Renewable is a “pure commodity business,” whose profitability depends on how it hedges against price changes, said Pavel Molchanov, an analyst at Raymond James & Associates Inc. Prices for agricultural commodities such as soybeans are tougher to predict than diesel prices linked to crude oil because they are affected by factors such as weather and how many crops farmers choose to plant, he said.
Renewable has been reducing its dependence on soybean oil since 2009 after prices of the commodity increased almost fivefold in seven years to 70 cents a pound, according to its filing. About 9 percent of Renewable’s feedstock was soybean oil in 2010, compared with 22 percent in 2009, with the remainder comprising inedible animal fat, used cooking oil and inedible corn oil, its filing shows.
Still, “the markets for used cooking oil and inedible corn oil are in their nascent stages,” meaning Renewable can’t make forward contracts for its ingredients at fixed prices, the filing shows. Losses from hedging in 2010 were $1.2 million, higher than the $1.1 million loss in 2009.

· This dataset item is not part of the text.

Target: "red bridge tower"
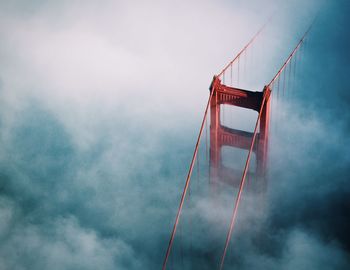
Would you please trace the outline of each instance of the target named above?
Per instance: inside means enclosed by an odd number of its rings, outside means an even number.
[[[270,92],[269,87],[265,87],[262,92],[253,92],[234,87],[229,87],[221,83],[220,79],[214,76],[210,85],[210,91],[214,91],[210,102],[210,179],[211,182],[226,181],[227,175],[235,178],[233,171],[229,171],[222,164],[221,149],[223,146],[245,149],[249,151],[253,133],[226,127],[220,122],[220,105],[227,104],[242,108],[251,109],[262,113],[260,118],[259,133],[255,140],[254,153],[256,155],[256,172],[259,178],[265,178],[267,165],[267,148],[270,121]],[[264,104],[263,96],[268,92]],[[233,173],[232,173],[233,172]],[[233,179],[233,185],[239,184],[241,175],[237,176],[237,181]]]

Most biodiesel in the U.S. is used as part of a blend with petroleum-based diesel fuel for on-road vehicles, according to the filing. Oil companies must blend 36 billion gallons of biofuel by 2022, including 1 billion gallons a year of biodiesel starting in 2012, according to a U.S. Environmental Protection Agency regulation.
Pilot Travel Centers LLC, the operator of highway truck stops, is Renewable’s biggest customer, accounting for 29 percent of revenue in 2010, according to the filing.
The shares, which are scheduled to price today and begin trading tomorrow, will list on the Nasdaq Stock Market under the symbol REGI. UBS AG (UBSN) and Piper Jaffray Cos. (PJC) are leading the offering. Alicia Clancy, a spokeswoman for Renewable, declined to comment.
Kior, Gevo Inc. (GEVO) and Amyris Inc. (AMRS), all backed by billionaire Vinod Khosla, are developing so-called advanced biofuels, including hydrocarbons that can be processed into replacements for gasoline, diesel and jet fuel.
Gevo, which is valued at about 2.6 times sales in the 12 months through Sept. 30, dropped 59 percent in trading through yesterday since its IPO in February 2011. Amyris is down about 33 percent since its debut in September 2010. None of the companies is profitable.
Renewable Energy’s net income in the first nine months of 2011 was $781,000, following annual net losses from 2008 through 2010 totaling $106.3 million. The price of U.S. biodiesel fell starting in 2008 because of anti-dumping duties imposed by the European Union, the global financial crisis, and a higher cost of soybean oil, according to the filing.
The company itself is offering about 6.9 million shares, and owners including U.S. Renewables Group LLC, Bunge Ltd. (BG), ED&F Man Holdings Ltd. and NGP Energy Technology Partners plan to sell about 343,000 shares, according to the filing.